The Critical AI Seminar series continues in 2025 and 2026 with another four lectures that critically address Artificial Intelligence (AI) from various perspectives – across different contexts of application and through different lenses of critique. With these lectures we hope to once again bring together scholars from around the world in engaging discussions and further contribute to Critical AI Studies as a continuing ‘field in formation’ (Raley and Rhee, 2023).
The seminars are online, open to everyone. For each seminar, one or two prominent invited speaker(s) are invited to give a talk that engages theoretically or empirically with AI.
The seminar series is organised by Anna Schjøtt Hansen, Dieuwertje Luitse and Tobias Blanke, who are part of the Critical Data & AI Research Group at the University of Amsterdam. It is supported by the University of Amsterdam’s Research Priority area Human(e) AI, the Deep Culture Project, and the Amsterdam School for Cultural Analysis, and is hosted by Creative Amsterdam (CREATE).
Upcoming seminars
Registration here
One of the strengths of Critical AI studies has been a rapid development of methods for addressing the different social and political objects that encompass AI. We now have outstanding studies of datasets, material infrastructures, ecologies, histories, and the political economy of platforms. Rather than naively “reading” model outputs, they account for their conditions of possibility. These studies cut through words—ideologies ranging from hype to doom—to grasp the interplay of interests, materiality, and power that constitute AI. In this talk, we will reflect on the characteristics of this literature, its distinctive tropes, style, and conventions. We then propose critical reading strategies for scholars in the interpretive social sciences and humanities, who, in their own way, face the problem of reading texts for whom they are not the intended audience.
Louise Amoore is Professor of political geography and Director of the Leverhulme Centre for Algorithmic Life, Durham University. Her work addresses the politics of machine learning algorithms and the epistemologies of contemporary AI. She is the author of Cloud Ethics: Algorithms and the Attributes of Ourselves and Others (2020) and The Politics of Possibility (2013), both with Duke University Press.

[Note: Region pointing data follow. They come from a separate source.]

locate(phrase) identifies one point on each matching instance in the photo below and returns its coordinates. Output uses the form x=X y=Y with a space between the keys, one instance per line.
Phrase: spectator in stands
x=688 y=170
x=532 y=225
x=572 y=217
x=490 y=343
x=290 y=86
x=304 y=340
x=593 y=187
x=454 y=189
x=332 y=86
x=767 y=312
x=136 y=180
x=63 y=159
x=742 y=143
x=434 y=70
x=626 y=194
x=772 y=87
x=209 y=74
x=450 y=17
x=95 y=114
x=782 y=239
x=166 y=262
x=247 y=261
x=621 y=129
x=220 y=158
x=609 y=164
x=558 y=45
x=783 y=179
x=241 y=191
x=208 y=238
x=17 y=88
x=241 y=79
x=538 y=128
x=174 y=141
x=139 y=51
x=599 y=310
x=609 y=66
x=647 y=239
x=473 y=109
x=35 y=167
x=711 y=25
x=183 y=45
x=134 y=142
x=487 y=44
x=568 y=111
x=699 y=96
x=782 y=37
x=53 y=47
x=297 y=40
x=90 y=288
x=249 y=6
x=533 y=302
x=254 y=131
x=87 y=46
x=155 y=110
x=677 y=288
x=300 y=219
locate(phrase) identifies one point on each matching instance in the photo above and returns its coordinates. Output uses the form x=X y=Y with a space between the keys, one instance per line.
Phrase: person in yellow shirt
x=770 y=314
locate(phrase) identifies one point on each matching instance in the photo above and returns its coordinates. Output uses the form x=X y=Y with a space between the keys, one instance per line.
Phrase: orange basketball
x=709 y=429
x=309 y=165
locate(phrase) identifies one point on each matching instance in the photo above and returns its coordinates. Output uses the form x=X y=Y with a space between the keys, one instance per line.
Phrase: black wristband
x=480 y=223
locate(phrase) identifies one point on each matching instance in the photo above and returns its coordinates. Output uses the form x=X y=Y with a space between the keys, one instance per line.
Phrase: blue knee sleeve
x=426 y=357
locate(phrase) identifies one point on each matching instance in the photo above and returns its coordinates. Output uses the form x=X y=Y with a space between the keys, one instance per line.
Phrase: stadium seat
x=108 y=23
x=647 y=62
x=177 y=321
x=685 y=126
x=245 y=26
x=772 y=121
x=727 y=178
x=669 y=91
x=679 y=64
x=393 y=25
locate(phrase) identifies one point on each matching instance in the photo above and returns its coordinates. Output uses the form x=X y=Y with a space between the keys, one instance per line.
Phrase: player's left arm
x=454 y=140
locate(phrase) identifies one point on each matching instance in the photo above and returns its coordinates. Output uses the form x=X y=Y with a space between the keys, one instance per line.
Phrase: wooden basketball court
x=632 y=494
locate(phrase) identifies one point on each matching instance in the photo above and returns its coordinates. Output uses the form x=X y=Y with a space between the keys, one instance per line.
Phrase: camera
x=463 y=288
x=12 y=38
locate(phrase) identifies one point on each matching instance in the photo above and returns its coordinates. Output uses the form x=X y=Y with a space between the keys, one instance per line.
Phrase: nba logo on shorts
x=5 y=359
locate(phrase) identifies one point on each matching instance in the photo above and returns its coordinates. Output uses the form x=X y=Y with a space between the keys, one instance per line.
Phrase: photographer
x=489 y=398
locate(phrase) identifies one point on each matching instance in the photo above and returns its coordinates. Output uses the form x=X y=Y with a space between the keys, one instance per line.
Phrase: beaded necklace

Louise is Fellow of the British Academy.
Alexander Campolo is a postdoctoral researcher on the “Algorithmic Societies” project in the Department of Geography at Durham University. His work draws from the history of science and technology and social theory to explore the epistemological and political implications of machine learning. He received his PhD from New York University and has previously worked as a postdoctoral fellow at the Institute on the Formation of Knowledge at the University of Chicago and the AI Now Institute.